Kao zaśmiał się cicho. Czyżby słodziutki basista nagle zachciał być seme? "Czemu nie? Niech się dziecko nacieszy..." pomyślał lider "Ale trochę dziwne, że przylazł akurat do mnie...Co jak co, ale czy ja wyglądam jak KOBIETA?!".

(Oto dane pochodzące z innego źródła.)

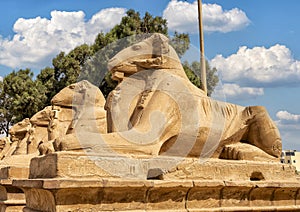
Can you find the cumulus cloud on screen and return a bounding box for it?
[276,111,300,125]
[212,83,264,100]
[0,8,126,68]
[163,0,250,33]
[275,110,300,149]
[211,44,300,87]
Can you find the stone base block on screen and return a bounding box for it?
[29,152,297,181]
[13,179,300,212]
[0,180,26,212]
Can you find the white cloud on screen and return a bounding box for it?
[276,110,300,131]
[211,44,300,87]
[163,0,250,33]
[276,110,300,124]
[0,8,126,68]
[275,110,300,150]
[212,83,264,100]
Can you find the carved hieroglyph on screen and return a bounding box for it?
[39,34,281,160]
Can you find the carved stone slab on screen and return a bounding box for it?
[13,179,300,212]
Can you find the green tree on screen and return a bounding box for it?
[0,81,14,136]
[0,69,47,126]
[35,67,58,106]
[51,44,92,97]
[183,60,219,96]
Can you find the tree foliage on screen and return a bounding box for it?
[0,69,47,134]
[0,10,218,134]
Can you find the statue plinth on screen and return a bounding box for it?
[13,176,300,211]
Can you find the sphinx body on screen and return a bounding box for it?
[42,34,281,160]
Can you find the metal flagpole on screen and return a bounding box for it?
[198,0,207,95]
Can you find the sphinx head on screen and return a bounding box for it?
[108,33,182,81]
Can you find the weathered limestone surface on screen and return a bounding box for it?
[13,179,300,211]
[29,152,297,182]
[0,34,300,212]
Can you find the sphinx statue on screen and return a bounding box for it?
[40,34,282,161]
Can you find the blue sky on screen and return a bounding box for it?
[0,0,300,150]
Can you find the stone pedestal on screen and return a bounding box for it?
[12,152,300,212]
[0,155,34,211]
[13,179,300,212]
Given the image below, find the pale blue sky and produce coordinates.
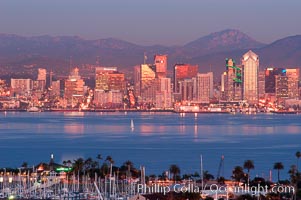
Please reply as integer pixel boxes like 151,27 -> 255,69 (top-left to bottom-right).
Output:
0,0 -> 301,45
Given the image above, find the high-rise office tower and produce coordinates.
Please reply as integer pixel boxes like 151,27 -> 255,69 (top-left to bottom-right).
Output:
224,58 -> 242,101
258,70 -> 265,99
154,55 -> 167,78
64,68 -> 85,107
241,50 -> 259,104
33,68 -> 47,92
140,64 -> 157,102
174,64 -> 199,93
196,72 -> 213,103
37,68 -> 47,82
286,68 -> 300,99
95,67 -> 125,91
156,78 -> 172,108
265,67 -> 286,94
275,75 -> 288,100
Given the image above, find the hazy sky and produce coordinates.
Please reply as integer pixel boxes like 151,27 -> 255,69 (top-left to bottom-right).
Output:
0,0 -> 301,45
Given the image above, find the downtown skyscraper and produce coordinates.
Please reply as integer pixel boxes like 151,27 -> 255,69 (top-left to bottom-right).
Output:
241,50 -> 259,104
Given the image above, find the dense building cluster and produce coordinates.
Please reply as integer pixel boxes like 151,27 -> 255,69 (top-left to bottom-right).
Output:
0,50 -> 300,110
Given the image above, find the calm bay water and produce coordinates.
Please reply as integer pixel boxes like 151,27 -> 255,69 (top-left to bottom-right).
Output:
0,112 -> 301,180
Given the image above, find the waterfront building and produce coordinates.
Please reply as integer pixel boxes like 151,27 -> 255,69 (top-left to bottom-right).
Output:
154,55 -> 167,78
286,68 -> 300,99
134,65 -> 141,97
156,78 -> 172,108
241,50 -> 259,104
258,70 -> 265,99
33,68 -> 47,92
50,80 -> 61,97
174,64 -> 199,93
0,79 -> 10,97
64,68 -> 85,107
140,64 -> 158,103
95,67 -> 125,91
275,75 -> 288,99
265,67 -> 286,94
219,72 -> 227,101
178,78 -> 196,102
11,78 -> 33,96
224,58 -> 242,102
195,72 -> 213,103
93,90 -> 123,108
37,68 -> 47,83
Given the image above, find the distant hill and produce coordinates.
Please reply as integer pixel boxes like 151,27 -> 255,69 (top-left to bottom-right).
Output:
0,29 -> 301,77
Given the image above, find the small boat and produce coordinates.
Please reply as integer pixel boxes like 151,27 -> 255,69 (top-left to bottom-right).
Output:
27,107 -> 41,112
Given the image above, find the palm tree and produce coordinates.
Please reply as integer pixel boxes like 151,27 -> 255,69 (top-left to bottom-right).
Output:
244,160 -> 254,184
274,162 -> 284,183
169,165 -> 181,182
296,151 -> 301,171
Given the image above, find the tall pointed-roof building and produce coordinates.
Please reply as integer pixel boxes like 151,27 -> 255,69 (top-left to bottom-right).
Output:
241,50 -> 259,104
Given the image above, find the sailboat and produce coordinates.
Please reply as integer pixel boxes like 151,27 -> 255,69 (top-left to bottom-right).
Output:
131,119 -> 135,130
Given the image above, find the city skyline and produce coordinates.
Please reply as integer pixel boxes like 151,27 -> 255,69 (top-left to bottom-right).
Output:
0,0 -> 301,45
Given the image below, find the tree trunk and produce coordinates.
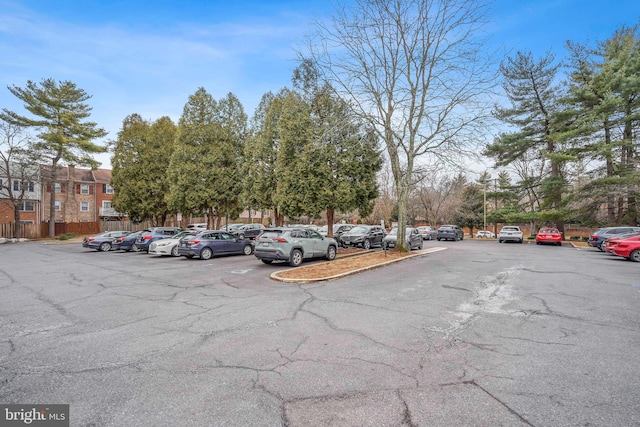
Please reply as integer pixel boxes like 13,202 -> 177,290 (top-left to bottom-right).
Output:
327,209 -> 334,237
49,162 -> 58,239
13,203 -> 22,239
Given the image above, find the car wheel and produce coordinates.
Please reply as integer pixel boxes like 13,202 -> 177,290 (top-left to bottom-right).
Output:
289,249 -> 302,267
200,248 -> 213,260
327,246 -> 336,261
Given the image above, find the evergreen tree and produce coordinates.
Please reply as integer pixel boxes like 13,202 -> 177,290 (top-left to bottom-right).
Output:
485,52 -> 567,236
167,88 -> 241,228
111,114 -> 177,225
0,79 -> 107,237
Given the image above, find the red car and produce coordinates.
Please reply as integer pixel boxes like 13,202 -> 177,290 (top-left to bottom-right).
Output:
611,236 -> 640,262
536,227 -> 562,246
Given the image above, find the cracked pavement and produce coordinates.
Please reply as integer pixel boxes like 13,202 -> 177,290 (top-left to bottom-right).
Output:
0,240 -> 640,426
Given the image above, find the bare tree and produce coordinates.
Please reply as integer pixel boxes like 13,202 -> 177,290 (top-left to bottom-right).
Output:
309,0 -> 495,250
0,120 -> 40,238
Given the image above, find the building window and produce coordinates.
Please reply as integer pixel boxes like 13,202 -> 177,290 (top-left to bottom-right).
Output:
20,201 -> 35,212
13,179 -> 33,193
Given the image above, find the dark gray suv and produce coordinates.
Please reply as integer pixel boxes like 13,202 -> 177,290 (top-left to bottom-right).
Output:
340,225 -> 387,249
254,227 -> 338,267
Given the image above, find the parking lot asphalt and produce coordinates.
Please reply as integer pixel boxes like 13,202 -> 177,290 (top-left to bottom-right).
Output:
0,240 -> 640,426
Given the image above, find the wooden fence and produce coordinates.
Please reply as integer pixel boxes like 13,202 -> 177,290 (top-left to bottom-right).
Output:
0,223 -> 40,240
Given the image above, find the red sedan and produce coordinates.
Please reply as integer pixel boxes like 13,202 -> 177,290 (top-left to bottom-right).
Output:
611,236 -> 640,262
536,227 -> 562,246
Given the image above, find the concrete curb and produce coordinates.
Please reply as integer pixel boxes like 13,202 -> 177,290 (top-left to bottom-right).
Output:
269,247 -> 447,284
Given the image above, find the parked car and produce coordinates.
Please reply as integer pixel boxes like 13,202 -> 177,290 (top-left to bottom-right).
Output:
604,232 -> 640,254
382,227 -> 424,251
436,225 -> 464,241
178,230 -> 253,260
339,225 -> 386,249
498,225 -> 524,243
231,223 -> 264,239
536,227 -> 562,246
587,226 -> 640,252
82,230 -> 131,252
149,229 -> 200,256
476,230 -> 496,239
187,222 -> 207,231
611,236 -> 640,262
136,227 -> 182,251
418,225 -> 438,240
220,224 -> 244,231
317,224 -> 353,240
254,227 -> 338,267
113,230 -> 142,252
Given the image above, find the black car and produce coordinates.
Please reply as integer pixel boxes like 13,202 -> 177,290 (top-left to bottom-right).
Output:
113,231 -> 142,252
587,226 -> 640,252
318,224 -> 354,240
339,225 -> 386,249
136,227 -> 182,251
82,230 -> 131,252
436,225 -> 464,241
231,223 -> 264,239
178,230 -> 253,260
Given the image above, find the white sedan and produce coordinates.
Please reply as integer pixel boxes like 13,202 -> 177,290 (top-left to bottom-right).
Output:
476,230 -> 496,239
149,230 -> 196,256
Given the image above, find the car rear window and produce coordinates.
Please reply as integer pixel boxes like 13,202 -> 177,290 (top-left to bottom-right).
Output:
260,230 -> 283,239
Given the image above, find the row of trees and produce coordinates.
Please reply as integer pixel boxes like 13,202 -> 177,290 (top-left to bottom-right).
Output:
0,0 -> 640,247
112,61 -> 382,234
479,25 -> 640,236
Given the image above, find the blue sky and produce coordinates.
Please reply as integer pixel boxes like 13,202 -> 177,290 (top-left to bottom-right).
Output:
0,0 -> 640,171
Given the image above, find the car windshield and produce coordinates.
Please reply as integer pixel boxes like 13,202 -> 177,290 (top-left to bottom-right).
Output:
348,226 -> 369,234
173,231 -> 193,239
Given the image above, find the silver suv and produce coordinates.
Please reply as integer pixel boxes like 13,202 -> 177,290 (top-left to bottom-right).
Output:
498,225 -> 524,243
254,227 -> 338,267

Dłonie Totchiego wpełzły pod luźne spodnie Kaoru, zaciskając się na jego pośladkach. Słysząc głuchy jęk lidera, wpływający do jego ucha, przycisnął starszego do siebie tak, by ich męskości styknęły się ze sobą. Kao odchylił lekko głowę ułatwiając wyższemu dostęp do swojej szyi. Toshiya ssał zachłannie każde miejsce, każdy nawet najmniejszy skrawek skóry lidera, co jakiś czas przegryzając rozgorączkowane fragmenty. Jedna jego ręka nagle powędrowała na przód spodni Kao, otarła się kilka razy o wiadome miejsce, a następnie wpełzła pod ubranie prosto między nogi starszego, zaciskając się na jego podnieceniu.
Kaoru westchnął głośno, wsuwając ręce pod koszulkę Toshiyi i w błyskawicznym tempie ściągając ją z mężczyzny. Gdy ich usta ponownie połączyły się w namiętnym pocałunku, chwycił wargami język Totchiego i począł ssać go z całej siły. Toshiya jęknął głośno, czując jak uginają się pod nim kolana.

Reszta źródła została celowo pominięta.